In terms of spirits, however, Ronald said there are no hard and fast rules. Brighter, longer days don’t necessarily mean lighter spirits, he said.
“I think people will certainly drink a lot more white spirits in summer, but it’s not essential [to use them], because if you come up with something that people think is really nice, you can sell anything,” he added.
The newly re-developed cocktail list at Blue Dog includes the Southern Belle, which mixes Southern Comfort with pomegranate liqueur, Grand Marnier, fresh strawberries, fresh lemon juice and cranberry juice, and the Madam Mayfair, which combines Hoxton’s grapefruit and coconut gin with pink grapefruit liqueur, passion fruit liqueur, fresh passion fruit, fresh grapes, lemon juice and fresh apple juice.
Elsewhere in the city, operator G1 Group will be rolling out dedicated cocktail lists to 25 of its venues this summer.
Lisa Tracey, group drinks ambassador at G1, said summer cocktails are all about offering customers a point of difference. Tracey’s creations include the Fiorentina, which mixes Tanqueray gin with Parfait Amour liqueur, fresh lemon juice and sugar.
“We try to mix it up as much as possible,” said Tracey.
“We have our best sellers from last summer, but we work quite closely with our two partners (Diageo and Bacardi Brown Forman) to make sure that we implement some fresh new ideas.
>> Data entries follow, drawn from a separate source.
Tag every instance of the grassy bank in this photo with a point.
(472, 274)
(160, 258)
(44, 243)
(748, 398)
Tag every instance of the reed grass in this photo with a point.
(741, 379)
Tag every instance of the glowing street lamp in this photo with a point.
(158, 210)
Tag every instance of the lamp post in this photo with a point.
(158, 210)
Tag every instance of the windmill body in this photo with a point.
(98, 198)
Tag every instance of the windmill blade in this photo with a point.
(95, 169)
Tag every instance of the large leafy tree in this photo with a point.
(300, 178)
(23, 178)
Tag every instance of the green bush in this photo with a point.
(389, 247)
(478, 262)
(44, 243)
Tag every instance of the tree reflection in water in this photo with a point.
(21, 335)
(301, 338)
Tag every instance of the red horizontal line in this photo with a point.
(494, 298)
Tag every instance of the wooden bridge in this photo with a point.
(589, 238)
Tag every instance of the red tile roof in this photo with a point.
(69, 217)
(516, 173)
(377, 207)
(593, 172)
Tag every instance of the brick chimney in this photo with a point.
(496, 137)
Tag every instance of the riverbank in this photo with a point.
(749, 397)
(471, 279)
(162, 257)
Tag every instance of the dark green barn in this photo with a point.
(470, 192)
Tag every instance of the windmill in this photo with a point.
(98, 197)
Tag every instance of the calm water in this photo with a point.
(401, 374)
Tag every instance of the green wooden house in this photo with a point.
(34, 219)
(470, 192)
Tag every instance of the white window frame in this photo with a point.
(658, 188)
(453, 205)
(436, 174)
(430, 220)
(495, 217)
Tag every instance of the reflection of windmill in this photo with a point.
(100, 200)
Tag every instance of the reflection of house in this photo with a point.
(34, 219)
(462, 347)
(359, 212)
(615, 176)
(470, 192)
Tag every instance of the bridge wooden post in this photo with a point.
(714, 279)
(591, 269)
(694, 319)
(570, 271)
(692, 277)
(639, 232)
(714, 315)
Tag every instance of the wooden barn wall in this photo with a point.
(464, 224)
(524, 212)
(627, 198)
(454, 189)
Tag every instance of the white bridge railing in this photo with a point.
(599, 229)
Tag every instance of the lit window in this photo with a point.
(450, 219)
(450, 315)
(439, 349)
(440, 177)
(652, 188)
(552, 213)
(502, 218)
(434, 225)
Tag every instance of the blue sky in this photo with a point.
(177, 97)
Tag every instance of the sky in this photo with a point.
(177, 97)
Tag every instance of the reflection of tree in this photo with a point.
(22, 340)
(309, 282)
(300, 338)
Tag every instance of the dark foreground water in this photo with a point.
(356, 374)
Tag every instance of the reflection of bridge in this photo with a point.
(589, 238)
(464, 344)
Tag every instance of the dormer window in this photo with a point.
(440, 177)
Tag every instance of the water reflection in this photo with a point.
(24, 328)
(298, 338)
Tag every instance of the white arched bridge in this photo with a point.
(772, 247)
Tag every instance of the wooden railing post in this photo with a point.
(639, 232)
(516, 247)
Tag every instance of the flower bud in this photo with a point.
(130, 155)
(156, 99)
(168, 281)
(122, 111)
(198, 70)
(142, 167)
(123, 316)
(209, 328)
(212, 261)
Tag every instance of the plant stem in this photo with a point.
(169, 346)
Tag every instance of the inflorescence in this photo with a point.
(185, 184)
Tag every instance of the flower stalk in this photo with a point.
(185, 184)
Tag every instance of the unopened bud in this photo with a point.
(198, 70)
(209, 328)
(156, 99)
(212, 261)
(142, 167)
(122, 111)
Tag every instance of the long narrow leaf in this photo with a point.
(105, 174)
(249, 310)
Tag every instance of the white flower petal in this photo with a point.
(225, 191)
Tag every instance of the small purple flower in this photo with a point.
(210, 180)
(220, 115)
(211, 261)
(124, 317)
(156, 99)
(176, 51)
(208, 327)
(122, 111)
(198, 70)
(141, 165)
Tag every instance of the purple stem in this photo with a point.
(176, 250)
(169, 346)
They come up with some really great drinks, and it’s great to have that brand tie-in as well.
“So usually there’s a cross of both old and new.”
Low calorie cocktails have also become a major focus for G1 recently and the company now has a dedicated ‘skinny’ section on some of its cocktail lists.
“With the skinny cocktails it’s just offering something different,” added Tracey.
“I was surprised by how much people are really counting their calories.
“We currently do skinny cocktails in Darcy’s and in the Vic in St Andrews and they sell incredibly well. So it’s something we are going to roll out further in the group.”
Meanwhile, Edinburgh visitor attraction The Scotch Whisky Experience is aiming to challenge traditional perceptions of cocktails this summer with the introduction of a new whisky-centric cocktail list.
The venue recently appointed Iain Meldrum as master mixologist who has created a cocktail list that’s designed to cater to whisky buffs and non-fans alike.
The new list includes Thyme Well Spent – a mixture of single malt whisky, thyme syrup and rhubarb bitters, and the Scottish Sling, which combines blended Scotch with pressed apple, ginger and rhubarb liqueurs and fresh lemon.
“As with food, you’ve got some quite robust flavours that won’t lend themselves well to delicate fish or chicken, and other flavours which will be too light to go with full-flavoured venison or beef; it’s the same with cocktails,” Meldrum told SLTN.
“Depending on what kind of flavours and styles you wanted to mix then the beauty of Scotch in particular is there’s such an array of flavours that you’ve got so many different ones to play with to find one that will work.
“Unlike, say, vodka, which is a spirit with very subtle flavours. You’ve got such mixtures of flavours in Scotch that you can pretty much do anything with them.”